The Labor Department’s report showed Nonfarm Payrolls rose by 272,000 jobs in May, against expectations of an increase of 185,000. Average hourly earnings rose 0.4% on a monthly basis, compared to an expectation of 0.3% growth.
Interest rate traders slashed bets on a September rate reduction, now seeing a roughly 56% chance, versus 68% before the data, according to the CME’s FedWatch tool
“It’s the type of report that’s not going to cause the Fed to want to change the course that it has been on, which is to describe the need for higher interest rates and the potential for strong job creation to keep upward pressure on inflation,” said Brian Nick, senior investment strategist at The Macro Institute.
However, the unemployment rate rose to 4% versus an expected 3.9%. Nonfarm Payroll numbers for April and March were also revised lower.
“The fact that you have these two figures, saying such different things, makes it very hard for investors and even harder for central bankers to know exactly what’s going on,” Nick said.
Rate-sensitive megacap technology stocks fell in premarket trading, on track to extend losses from Thursday’s session, with shares of Apple (NASDAQ:AAPL), Microsoft (NASDAQ:MSFT) and Meta Platforms (NASDAQ:META) down between 0.3% and 0.5%.
Markets have struggled to anticipate the Fed’s moves this year, as persistently strong economic data quickly dissipated expectations for rate reductions to begin as early as March.
Friday’s numbers pointed to underlying strength in the U.S. labor market, offsetting a string of data over the past two weeks that indicated potential weakness and caused investors to increase bets on a September rate cut.
Fresh inflation data is due next week, just before the Fed ends its two-day policy meeting on June 12. The central bank is expected to hold rates steady.
Among individual names, GameStop (NYSE:GME) dropped 21.6% after announcing a potential stock offering and a drop in quarterly sales. The retailer’s shares had initially surged after stock influencer “Roaring Kitty” looked set to mark his return to YouTube.
Other so-called meme stocks reversed gains, with AMC Entertainment (NYSE:AMC) and Koss Corp down 10.5% and 16.7%, respectively. Retail-focused trading platform Robinhood (NASDAQ:HOOD) gained 2.7%.
At 8:46 a.m. ET, Dow e-minis were down 217 points, or 0.56%, S&P 500 e-minis were down 32.75 points, or 0.61%, and Nasdaq 100 e-minis were down 106.5 points, or 0.56%.

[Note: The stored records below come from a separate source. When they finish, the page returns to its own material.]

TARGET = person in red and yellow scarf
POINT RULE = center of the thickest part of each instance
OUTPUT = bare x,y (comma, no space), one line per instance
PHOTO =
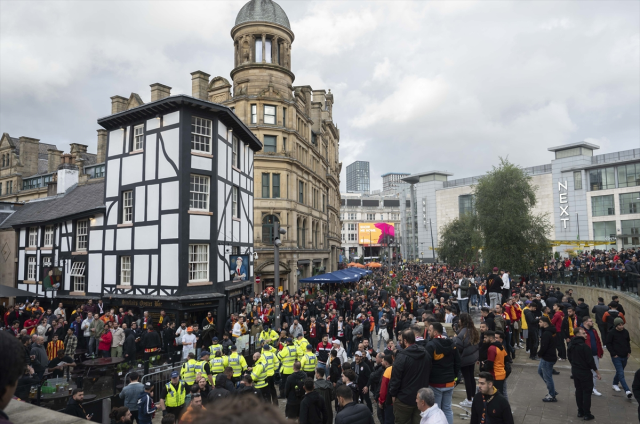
53,347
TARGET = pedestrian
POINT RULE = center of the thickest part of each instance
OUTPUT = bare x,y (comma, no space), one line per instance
582,366
411,370
619,346
430,413
445,365
352,412
312,407
548,357
489,406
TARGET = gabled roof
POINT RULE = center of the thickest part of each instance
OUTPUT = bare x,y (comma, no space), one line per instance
78,201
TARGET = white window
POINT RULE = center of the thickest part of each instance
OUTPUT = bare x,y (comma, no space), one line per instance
81,234
31,269
33,236
125,270
236,204
198,262
199,193
138,137
127,206
48,235
200,134
269,114
77,276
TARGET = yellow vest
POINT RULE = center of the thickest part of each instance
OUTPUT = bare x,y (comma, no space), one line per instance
236,363
288,356
175,398
309,362
217,365
259,375
188,373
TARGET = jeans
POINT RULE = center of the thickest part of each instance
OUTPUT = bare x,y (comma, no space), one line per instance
443,397
464,305
620,364
545,371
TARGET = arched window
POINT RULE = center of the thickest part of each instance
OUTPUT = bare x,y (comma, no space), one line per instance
267,228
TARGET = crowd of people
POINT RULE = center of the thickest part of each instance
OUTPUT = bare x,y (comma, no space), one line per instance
392,346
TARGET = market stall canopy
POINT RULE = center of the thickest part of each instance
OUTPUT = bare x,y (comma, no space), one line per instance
6,291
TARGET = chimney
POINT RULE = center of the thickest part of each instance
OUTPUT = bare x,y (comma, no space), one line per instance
67,173
54,160
118,104
159,91
199,85
102,146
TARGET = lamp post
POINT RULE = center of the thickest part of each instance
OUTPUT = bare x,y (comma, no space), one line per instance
277,231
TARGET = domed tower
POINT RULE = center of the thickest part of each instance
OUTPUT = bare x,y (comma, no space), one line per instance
262,40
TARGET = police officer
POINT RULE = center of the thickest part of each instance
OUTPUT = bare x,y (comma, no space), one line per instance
287,356
269,357
218,364
237,363
309,362
172,395
215,347
188,371
203,364
259,375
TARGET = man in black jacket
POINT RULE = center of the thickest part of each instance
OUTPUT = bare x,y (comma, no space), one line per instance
312,410
411,371
352,412
582,363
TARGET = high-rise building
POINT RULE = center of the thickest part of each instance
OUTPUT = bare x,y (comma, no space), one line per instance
358,177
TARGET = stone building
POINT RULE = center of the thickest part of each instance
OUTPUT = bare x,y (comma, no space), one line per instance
298,171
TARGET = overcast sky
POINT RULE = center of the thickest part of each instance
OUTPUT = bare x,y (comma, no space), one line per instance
418,85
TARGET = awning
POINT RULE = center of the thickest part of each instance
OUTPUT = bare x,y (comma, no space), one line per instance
6,291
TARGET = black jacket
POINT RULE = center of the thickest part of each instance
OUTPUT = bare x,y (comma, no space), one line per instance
498,409
547,349
618,343
75,409
355,413
411,371
580,357
445,361
312,409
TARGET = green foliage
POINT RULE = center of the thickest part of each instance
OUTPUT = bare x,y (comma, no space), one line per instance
460,241
514,238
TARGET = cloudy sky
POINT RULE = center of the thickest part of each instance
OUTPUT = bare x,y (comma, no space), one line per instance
418,85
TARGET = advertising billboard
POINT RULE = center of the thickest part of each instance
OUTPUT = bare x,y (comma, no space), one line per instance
376,233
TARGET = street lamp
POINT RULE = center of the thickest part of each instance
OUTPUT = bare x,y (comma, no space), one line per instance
277,231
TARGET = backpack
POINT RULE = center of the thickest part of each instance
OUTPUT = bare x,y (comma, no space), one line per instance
299,388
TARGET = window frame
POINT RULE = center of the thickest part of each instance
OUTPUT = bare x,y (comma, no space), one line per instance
201,134
127,207
206,195
195,253
138,138
125,271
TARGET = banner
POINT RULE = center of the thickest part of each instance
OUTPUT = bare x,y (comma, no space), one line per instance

Meanwhile, AI darling Nvidia (NASDAQ:NVDA) slipped 2.2%, on track to extend the previous session’s losses with its valuation dipping below the $3 trillion mark, behind that of Apple, again making it the world’s third most-valuable company.
The chipmaker’s highly anticipated 10-for-1 share split is due after markets close, which could make the more-than-$1,000 stock cheaper for investors.
Lyft (NASDAQ:LYFT) shares rose 2.3% following a forecast of 15% annual growth in its gross bookings through 2027 after markets closed on Thursday.